Reputation: 729
I have created creating parquet file and then I am trying to import it into Impala table.
I created table as below:
CREATE EXTERNAL TABLE `user_daily` (
`user_id` BIGINT COMMENT 'User ID',
`master_id` BIGINT,
`walletAgency` BOOLEAN,
`zone_id` BIGINT COMMENT 'Zone ID',
`day` STRING COMMENT 'The stats are aggregated for single days',
`clicks` BIGINT COMMENT 'The number of clicks',
`impressions` BIGINT COMMENT 'The number of impressions',
`avg_position` BIGINT COMMENT 'The average position * 100',
`money` BIGINT COMMENT 'The cost of the clicks, in hellers',
`web_id` BIGINT COMMENT 'Web ID',
`discarded_clicks` BIGINT COMMENT 'Number of discarded clicks from column "clicks"',
`impression_money` BIGINT COMMENT 'The cost of the impressions, in hellers'
)
PARTITIONED BY (
year BIGINT,
month BIGINT
)
STORED AS PARQUET
LOCATION '/warehouse/impala/contextstat.db/user_daily/';
Then I copy files there with this schema:
parquet-tools schema user_daily/year\=2016/month\=8/part-r-00001-fd77e1cd-c824-4ebd-9328-0aca5a168d11.snappy.parquet
message spark_schema {
optional int32 user_id;
optional int32 web_id (INT_16);
optional int32 zone_id;
required int32 master_id;
required boolean walletagency;
optional int64 impressions;
optional int64 clicks;
optional int64 money;
optional int64 avg_position;
optional double impression_money;
required binary day (UTF8);
}
And then when I try to see entries with
SELECT * FROM user_daily;
I get
File 'hdfs://.../warehouse/impala/contextstat.db/user_daily/year=2016/month=8/part-r-00000-fd77e1cd-c824-4ebd-9328-0aca5a168d11.snappy.parquet'
has an incompatible Parquet schema for column 'contextstat.user_daily.user_id'.

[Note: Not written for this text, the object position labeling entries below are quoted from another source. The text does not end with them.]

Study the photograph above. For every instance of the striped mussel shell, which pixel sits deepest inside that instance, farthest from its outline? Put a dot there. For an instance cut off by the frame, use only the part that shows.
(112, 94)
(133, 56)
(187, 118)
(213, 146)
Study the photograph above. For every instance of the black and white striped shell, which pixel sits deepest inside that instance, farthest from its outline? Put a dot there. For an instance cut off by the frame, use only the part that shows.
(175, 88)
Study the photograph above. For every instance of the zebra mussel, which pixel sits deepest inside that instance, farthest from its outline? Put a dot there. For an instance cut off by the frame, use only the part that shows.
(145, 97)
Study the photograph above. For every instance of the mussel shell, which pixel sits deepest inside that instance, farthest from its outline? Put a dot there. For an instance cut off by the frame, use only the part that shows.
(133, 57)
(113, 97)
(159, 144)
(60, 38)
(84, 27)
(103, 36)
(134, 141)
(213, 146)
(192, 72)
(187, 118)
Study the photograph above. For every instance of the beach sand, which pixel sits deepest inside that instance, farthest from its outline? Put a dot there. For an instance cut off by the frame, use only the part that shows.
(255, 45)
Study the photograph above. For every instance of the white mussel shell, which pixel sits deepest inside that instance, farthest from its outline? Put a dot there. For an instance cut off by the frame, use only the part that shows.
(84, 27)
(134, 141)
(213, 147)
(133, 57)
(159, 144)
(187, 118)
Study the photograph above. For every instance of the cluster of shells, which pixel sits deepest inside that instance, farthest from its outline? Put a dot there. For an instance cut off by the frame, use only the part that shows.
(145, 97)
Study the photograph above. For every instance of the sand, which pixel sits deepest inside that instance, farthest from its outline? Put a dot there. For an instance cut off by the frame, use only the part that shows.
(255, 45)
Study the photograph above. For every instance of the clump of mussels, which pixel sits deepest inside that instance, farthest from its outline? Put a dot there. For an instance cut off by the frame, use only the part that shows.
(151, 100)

Column type: BIGINT, Parquet schema:
optional int32 user_id [i:0 d:1 r:0]
Do you know how to solve this problem? I think that BIGINT is the same as int_32. Should I change scheme of table or generating of parquet files?
Upvotes: 3
Views: 7914
Reputation: 729
I use CAST(... AS BIGINT)
, which change parquet schema from int32
to int64
. Then I have to reorder of columns because it wont join then by name. Then it works.
Upvotes: 0
Reputation: 3115
BIGINT is int64, that's why it complains. But you don't necessarily have to figure out the different types that you have to use yourself, Impala can do that for you. Just use the CREATE TABLE LIKE PARQUET variant:
The variation CREATE TABLE ... LIKE PARQUET 'hdfs_path_of_parquet_file' lets you skip the column definitions of the CREATE TABLE statement. The column names and data types are automatically configured based on the organization of the specified Parquet data file, which must already reside in HDFS.
Upvotes: 3